On Friday, May WTI crude oil settled at $65.64, down $0.36 or -0.55% and June Brent crude oil finished at $68.68, down $0.32 or -0.47%.
Strong Dollar Weighs on Foreign Demand
A fresh spike in U.S. Treasury yields sparked a risk-off move in global currency markets on Friday, with the dollar reversing its fall from earlier in the week and riskier commodity currencies taking a hit. The stronger dollar may have helped put a lid on oil prices because it tends to dampen buying interest from foreign traders.
Optimism over Demand Recovery
In the U.S., optimism over a demand recovery increased as President Joe Biden signed his $1.9 trillion coronavirus-relief package and additional positive vaccine headlines. Biden also announced that he will direct states to make all adults ages 18 and up, eligible for the coronavirus vaccines by May 1.
Additionally, OPEC forecast a stronger oil demand recovery this year, weighted to the second half. Last week, OPEC, Russia and its allies decided to maintain its output curbs almost unchanged.
Meanwhile, the Organization for Economic Cooperation and Development (OECD) said the pandemic-hit global economy is set to rebound with 5.6% growth this year and expand 4% next year. Its previous forecast had been for growth of 4.2% this year.

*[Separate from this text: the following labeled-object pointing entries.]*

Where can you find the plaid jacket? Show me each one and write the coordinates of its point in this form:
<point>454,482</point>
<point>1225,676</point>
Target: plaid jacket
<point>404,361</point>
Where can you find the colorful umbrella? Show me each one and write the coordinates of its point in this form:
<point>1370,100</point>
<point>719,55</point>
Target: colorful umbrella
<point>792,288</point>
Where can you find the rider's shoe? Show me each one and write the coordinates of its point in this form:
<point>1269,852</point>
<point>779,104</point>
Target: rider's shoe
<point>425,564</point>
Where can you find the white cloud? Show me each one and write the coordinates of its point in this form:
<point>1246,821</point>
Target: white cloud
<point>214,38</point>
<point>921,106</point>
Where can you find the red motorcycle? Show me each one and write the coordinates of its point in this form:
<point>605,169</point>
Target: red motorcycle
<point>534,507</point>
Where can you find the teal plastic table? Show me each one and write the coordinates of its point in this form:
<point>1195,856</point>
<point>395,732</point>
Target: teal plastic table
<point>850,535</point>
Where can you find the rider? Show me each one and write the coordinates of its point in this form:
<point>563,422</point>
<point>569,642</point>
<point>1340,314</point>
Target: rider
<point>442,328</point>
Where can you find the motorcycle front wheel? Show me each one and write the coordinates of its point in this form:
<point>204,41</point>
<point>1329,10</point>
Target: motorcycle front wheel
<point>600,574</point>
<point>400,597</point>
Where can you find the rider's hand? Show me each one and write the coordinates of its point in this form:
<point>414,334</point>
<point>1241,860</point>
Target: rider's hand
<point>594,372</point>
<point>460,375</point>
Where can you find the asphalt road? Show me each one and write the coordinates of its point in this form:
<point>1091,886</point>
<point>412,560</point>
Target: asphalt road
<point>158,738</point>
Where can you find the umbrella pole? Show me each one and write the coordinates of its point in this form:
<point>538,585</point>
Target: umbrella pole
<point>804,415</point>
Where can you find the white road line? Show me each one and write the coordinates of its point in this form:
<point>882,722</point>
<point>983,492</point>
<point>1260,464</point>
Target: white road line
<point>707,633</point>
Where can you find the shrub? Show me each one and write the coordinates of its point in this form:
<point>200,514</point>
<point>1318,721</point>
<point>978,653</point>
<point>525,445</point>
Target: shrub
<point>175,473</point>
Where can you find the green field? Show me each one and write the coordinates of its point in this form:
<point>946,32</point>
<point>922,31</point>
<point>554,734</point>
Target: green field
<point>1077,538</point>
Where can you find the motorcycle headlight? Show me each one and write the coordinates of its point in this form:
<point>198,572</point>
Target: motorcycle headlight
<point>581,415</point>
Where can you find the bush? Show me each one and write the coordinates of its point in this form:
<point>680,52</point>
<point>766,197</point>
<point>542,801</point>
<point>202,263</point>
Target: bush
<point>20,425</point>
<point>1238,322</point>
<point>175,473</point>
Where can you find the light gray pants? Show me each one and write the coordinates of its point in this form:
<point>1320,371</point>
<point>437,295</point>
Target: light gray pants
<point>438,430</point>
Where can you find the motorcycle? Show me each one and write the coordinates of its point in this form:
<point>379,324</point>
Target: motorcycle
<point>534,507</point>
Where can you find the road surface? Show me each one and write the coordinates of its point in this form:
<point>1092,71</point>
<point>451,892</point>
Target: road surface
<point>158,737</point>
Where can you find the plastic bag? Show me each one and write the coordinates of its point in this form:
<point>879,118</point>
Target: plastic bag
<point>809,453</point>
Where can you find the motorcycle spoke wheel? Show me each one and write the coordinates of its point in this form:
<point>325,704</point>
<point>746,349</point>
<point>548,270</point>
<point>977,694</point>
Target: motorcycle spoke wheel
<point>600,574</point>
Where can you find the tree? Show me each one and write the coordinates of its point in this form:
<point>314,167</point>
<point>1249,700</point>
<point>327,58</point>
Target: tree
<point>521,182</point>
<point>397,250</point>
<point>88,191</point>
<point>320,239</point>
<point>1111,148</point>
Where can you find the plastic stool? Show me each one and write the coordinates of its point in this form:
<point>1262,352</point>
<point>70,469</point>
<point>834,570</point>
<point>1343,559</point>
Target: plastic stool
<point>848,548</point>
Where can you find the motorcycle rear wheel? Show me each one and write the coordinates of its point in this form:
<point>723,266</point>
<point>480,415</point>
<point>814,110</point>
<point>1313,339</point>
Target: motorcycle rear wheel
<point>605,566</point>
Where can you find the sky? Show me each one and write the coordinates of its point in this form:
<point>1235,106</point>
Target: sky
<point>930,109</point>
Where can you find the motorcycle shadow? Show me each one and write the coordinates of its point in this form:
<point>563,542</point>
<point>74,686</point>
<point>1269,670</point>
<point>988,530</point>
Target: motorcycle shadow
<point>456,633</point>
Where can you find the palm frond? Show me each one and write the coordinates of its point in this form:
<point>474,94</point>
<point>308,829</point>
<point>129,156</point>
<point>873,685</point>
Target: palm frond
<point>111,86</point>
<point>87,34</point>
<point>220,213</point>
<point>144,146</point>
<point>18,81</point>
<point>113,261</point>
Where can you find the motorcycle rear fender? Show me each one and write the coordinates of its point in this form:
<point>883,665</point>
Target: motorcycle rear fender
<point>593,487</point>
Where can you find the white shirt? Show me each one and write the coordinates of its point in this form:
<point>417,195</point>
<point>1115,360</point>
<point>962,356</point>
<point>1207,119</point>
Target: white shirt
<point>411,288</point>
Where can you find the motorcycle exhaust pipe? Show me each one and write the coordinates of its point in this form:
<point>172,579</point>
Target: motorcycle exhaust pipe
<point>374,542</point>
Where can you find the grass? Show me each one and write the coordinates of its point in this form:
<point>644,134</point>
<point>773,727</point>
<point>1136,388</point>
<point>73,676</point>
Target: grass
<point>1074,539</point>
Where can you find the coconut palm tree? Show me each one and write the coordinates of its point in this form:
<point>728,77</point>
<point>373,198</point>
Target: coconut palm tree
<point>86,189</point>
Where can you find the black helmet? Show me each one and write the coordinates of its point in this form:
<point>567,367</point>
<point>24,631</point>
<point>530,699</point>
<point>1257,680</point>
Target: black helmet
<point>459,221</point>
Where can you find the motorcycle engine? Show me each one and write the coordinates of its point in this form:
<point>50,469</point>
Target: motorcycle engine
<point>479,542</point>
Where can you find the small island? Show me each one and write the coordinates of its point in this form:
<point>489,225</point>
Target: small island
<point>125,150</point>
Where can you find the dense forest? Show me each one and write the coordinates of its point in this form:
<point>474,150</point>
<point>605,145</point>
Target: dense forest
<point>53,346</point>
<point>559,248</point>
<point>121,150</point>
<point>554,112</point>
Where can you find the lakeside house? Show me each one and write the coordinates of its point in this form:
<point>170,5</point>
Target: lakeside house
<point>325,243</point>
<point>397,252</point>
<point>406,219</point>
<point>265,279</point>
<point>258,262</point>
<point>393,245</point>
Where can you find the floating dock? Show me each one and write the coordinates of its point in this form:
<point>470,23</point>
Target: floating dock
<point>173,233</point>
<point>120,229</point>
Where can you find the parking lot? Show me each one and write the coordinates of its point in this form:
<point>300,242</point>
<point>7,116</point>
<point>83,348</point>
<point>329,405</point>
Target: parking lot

US Oil & Gas Rig Count Falls for First Time since November – Baker Hughes
U.S. energy firms cut the number of oil and natural gas rigs operating for the first time since November even as crude prices soared to their highest since 2018.
The U.S. oil and gas rig count, an early indicator of future output, fell by one to 402 in the week to March 12, according to data on Friday from energy services firm Baker Hughes Co.
That count is 390 rigs, or 49%, below this time last year. The oil and gas rig count, however, has increased for the past seven months since dropping to a record low of 244 in August, according to Baker Hughes data going back to 1940.
U.S. oil rigs fell one to 309 this week, while gas rigs were unchanged at 92.